AI visuals can help train smarter robots, MIT research says

For a robot learning parkour, practice makes perfect.

Lifelike mechanisms of the sort made famous by viral Boston Dynamics videos are often trained through simulations that mimic a range of real-world environments and situations, according to researchers at MIT’s Computer Science and AI Lab (CSAIL). But available virtual training data is hard to gather in the sheer quantities needed for such a process.

A team of researchers at the lab are proposing a new system that taps generative AI to solve this problem. LucidSim combines a visual generator, physics simulator, and text-generated prompts to scale up the amount of diverse and realistic simulations on hand to train robots.

“Roboticists are trying to replicate the success of text-to-image models or language models like ChatGPT, but ChatGPT is trained on tens of trillions of tokens,” Ge Yang, a CSAIL postdoc fellow and author on the paper, told Tech Brew. “We’re nowhere close to that amount of data, so that’s the problem—robotics has a data problem.”

Yang hopes that the method could boost performance and help humanoid robots catch up to the progress made with language and image models during the AI revolution. Startups that create such robots have been gaining traction during the generative AI boom as tech companies like OpenAI consider the best way to deploy powerful models in the real world.

In order to scale up data creation, the researchers wrote a program that will vary thousands of ChatGPT prompts across factors like season, time of day, and specific geography. The text prompts are then fed to a text-to-image model paired with a physics and depth rendering simulation to bring them to life for the robots.

“I have this Asian or Chinese alley collection, a Pennsylvania collection—each one of them corresponds to a small number of four or five meta prompts. And then you feed the meta-prompts through this auto-prompting setup to generate hundreds or thousands of image-specific prompts,” Yang said. “So, this way, with very little work, I can generate thousands of prompts instead of having to try to come up with the prompts myself.”

To test how well the system works, the researchers simulated robot tasks like climbing stairs, chasing a soccer ball, and climbing over hurdles. In many cases, the method was able to outperform a process called domain randomization, currently the go-to method for generating simulations.

The team also tested the system against the other primary way to train robots—human expert imitation—and found it fared better than that method in certain tasks as well.

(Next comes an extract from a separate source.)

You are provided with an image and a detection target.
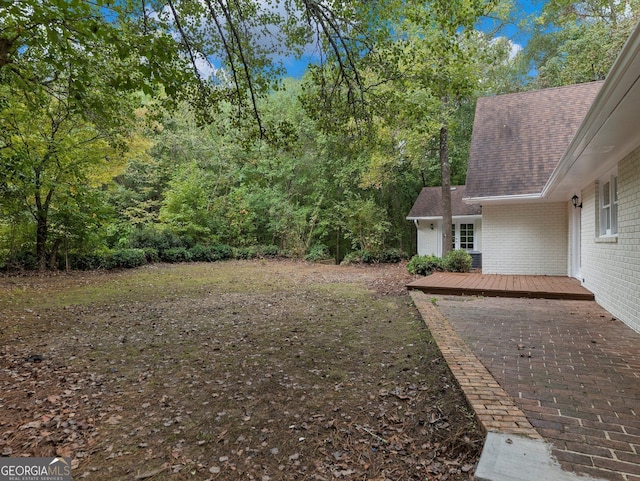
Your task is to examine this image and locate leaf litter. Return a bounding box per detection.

“I don’t over-claim, but the results are extremely encouraging,” Yang said. “If you look at imitation learning-based methods…there’s always this performance ceiling, depending on how difficult you make the success criteria…The reason is because learning is a process where, as your robot becomes more capable, the world it sees also becomes larger. So, for a robot that’s improving, the data it needs to actually keep improving also changes.”

Yang said LucidSim is the first step in a bigger project to improve robot learning and general intelligence. He said scaling up robots hand in hand with AI models is essential for the field to be able to tackle certain problems in the real world.

“A lot of these things we assume AI should be able to handle are in fact domains where there’s a rich, interactive world behind each one of the two-dimensional images,” Yang said. “This is why unless we actually solve these in-body scenarios with robots, you’re going to have this big chunk of problems with AI that you’re not going to be able to solve.”